An executive meeting of the authority scheduled to be held on September 1, is likely to rubber stamp plans, as part of a joint venture, and in an effort to save 20 per cent by slashing up to £3m off part of its £15.5m revenue budget.
The venture is likely to see the hiving off of services including commercial and domestic waste, street cleaning, grounds and maintenance, bridges, traffic and transportation, road safety, street lighting and furniture, drainage, green space, the Let Estate, Corporate Landlord and the major projects teams.
The changes could also impact on 'back office' staff which support these services.
The effect of the changes could see the Trafford Council workforce dropping from its current 3,500 to 3,250, because 250 staff face transfer to the new business/businesses by July 2015.
Assurances have been given by the authority for staff transferring saying they would continue on the same pay and conditions, although there was no timeframe put on it.
The joint venture initiative plan came about as a result of planned budget cuts of up to £55 million over the next three years from a total budget £133 million.
The first stage of the venture announced earlier this year involved companies submitting possible solutions to running key services and delivering minimum savings of 20 per cent, deliver future efficiency savings, provide flexibility and protect jobs and maintain service standards.
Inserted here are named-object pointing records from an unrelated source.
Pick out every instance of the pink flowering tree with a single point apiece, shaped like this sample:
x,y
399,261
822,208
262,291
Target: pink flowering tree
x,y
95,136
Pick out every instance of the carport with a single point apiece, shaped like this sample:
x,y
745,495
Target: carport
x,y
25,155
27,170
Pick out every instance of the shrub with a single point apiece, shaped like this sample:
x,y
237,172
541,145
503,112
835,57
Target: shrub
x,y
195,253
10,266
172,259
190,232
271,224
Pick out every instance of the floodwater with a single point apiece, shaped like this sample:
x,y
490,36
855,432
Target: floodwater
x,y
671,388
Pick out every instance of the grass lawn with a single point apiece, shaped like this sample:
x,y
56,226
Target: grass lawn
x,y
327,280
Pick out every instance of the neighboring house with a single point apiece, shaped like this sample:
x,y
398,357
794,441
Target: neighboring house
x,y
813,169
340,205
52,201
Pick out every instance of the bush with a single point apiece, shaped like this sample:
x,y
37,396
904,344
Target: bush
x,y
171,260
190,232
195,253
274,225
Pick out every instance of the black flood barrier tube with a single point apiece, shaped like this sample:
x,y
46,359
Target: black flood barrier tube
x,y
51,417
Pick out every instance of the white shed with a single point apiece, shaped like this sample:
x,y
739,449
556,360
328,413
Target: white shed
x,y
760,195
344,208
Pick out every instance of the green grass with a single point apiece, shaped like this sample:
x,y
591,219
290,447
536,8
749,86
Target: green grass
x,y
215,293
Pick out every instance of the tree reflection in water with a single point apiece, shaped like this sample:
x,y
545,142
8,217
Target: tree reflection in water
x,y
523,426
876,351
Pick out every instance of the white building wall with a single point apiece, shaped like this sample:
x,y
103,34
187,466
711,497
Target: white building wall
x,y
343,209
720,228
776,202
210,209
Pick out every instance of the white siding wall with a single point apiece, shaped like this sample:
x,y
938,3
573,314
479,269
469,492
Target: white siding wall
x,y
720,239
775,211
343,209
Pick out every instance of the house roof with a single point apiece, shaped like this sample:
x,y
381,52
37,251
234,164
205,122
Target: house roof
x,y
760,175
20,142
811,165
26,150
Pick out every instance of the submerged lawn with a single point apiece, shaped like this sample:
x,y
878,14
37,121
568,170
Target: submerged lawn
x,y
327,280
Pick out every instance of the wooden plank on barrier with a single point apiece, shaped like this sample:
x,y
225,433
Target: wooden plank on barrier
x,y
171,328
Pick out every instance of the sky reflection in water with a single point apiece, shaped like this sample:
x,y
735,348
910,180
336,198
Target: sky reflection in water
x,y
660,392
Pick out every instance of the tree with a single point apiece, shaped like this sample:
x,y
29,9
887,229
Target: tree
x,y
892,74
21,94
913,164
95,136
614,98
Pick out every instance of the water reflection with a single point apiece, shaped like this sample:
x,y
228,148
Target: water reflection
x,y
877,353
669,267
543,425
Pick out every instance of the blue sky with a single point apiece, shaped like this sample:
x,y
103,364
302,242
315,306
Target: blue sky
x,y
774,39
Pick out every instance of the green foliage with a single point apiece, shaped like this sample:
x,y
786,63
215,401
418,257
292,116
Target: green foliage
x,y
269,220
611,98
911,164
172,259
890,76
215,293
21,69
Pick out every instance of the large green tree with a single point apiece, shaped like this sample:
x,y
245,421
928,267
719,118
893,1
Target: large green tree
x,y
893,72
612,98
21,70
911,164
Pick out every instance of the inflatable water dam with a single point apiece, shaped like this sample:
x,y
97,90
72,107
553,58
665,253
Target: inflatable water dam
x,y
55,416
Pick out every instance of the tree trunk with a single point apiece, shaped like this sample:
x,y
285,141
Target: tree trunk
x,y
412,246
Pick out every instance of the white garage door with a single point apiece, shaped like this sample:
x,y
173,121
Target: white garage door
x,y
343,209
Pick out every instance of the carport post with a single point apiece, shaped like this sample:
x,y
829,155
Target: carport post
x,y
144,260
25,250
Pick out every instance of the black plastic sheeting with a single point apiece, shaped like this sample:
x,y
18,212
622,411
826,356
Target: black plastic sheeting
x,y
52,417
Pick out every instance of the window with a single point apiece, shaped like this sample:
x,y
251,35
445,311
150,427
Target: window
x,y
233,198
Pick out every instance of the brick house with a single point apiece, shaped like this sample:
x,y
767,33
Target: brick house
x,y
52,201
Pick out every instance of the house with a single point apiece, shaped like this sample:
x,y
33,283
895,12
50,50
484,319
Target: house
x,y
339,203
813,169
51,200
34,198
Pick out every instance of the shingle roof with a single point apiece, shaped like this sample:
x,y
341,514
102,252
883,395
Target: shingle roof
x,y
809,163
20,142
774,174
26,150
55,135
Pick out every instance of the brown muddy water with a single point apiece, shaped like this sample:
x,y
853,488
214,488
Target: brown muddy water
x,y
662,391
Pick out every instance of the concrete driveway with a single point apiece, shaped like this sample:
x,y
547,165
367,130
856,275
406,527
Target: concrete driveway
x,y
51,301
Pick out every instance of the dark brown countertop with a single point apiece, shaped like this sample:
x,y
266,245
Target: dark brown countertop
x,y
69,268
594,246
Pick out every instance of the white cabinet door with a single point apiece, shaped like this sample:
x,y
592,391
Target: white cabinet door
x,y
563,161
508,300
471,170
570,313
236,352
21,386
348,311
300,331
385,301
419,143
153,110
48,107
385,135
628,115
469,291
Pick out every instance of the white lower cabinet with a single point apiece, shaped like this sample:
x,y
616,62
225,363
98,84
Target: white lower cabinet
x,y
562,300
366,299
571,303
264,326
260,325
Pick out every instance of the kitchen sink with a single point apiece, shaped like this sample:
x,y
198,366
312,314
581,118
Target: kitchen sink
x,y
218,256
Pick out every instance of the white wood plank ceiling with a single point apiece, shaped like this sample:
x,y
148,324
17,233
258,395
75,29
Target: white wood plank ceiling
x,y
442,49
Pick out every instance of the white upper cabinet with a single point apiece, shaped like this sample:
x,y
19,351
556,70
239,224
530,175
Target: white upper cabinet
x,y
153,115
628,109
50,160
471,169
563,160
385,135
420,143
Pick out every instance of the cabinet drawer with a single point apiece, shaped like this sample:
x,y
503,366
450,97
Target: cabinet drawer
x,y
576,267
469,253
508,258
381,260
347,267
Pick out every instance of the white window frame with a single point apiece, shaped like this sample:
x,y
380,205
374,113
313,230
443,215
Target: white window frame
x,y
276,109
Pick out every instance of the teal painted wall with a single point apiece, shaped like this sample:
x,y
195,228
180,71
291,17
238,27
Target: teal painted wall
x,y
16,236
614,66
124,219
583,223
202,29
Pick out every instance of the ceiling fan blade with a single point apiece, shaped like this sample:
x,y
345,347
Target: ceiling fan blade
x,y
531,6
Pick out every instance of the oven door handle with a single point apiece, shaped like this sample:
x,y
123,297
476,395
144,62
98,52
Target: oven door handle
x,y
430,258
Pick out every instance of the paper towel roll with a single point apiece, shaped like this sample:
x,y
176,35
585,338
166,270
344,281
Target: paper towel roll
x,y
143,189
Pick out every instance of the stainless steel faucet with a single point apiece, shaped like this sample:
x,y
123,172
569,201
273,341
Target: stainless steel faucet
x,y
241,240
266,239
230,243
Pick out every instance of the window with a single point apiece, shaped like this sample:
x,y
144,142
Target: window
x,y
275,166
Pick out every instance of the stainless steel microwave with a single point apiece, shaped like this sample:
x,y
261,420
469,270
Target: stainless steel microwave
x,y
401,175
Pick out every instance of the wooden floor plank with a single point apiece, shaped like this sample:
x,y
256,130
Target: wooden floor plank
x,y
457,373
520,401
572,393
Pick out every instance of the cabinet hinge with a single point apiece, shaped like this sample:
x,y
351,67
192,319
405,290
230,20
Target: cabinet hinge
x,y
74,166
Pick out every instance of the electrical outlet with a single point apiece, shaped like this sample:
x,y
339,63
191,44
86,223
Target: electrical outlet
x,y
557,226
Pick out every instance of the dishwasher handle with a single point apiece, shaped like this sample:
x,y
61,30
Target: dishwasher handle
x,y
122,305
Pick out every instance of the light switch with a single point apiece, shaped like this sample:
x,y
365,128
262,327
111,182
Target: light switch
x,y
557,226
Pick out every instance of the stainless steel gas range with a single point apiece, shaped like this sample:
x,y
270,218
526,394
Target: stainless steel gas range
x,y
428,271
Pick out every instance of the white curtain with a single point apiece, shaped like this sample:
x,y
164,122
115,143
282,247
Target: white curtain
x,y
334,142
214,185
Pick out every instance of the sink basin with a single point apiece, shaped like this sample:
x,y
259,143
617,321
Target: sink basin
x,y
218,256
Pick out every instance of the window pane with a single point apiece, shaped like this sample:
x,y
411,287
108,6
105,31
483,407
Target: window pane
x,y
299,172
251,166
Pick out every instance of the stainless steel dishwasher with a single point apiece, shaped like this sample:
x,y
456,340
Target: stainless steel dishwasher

The decision on September 1, would move the authority onto the next stage, which will include consulting with community groups and getting more detailed bids from private firms.
At a press briefing, Trafford Council leader Cllr Sean Anstee said: "We have done this in a very open way. The challenge in Greater Manchester is how you can protect jobs and give some stability.
"The council recognised in the light of the continuing financial climate, that it must explore alternative options to enable it to continue providing the high standard of service our residents have come to expect."
"So far its been really, really positive and we will now move to the next stage."
Trafford Council said it would retain strategic oversight of any particular firm's performance and contracts could be ended without financial penalty to the authority.
While Trafford is leading the way, other local authorities within Greater Manchester are also looking at becoming part of the joint venture.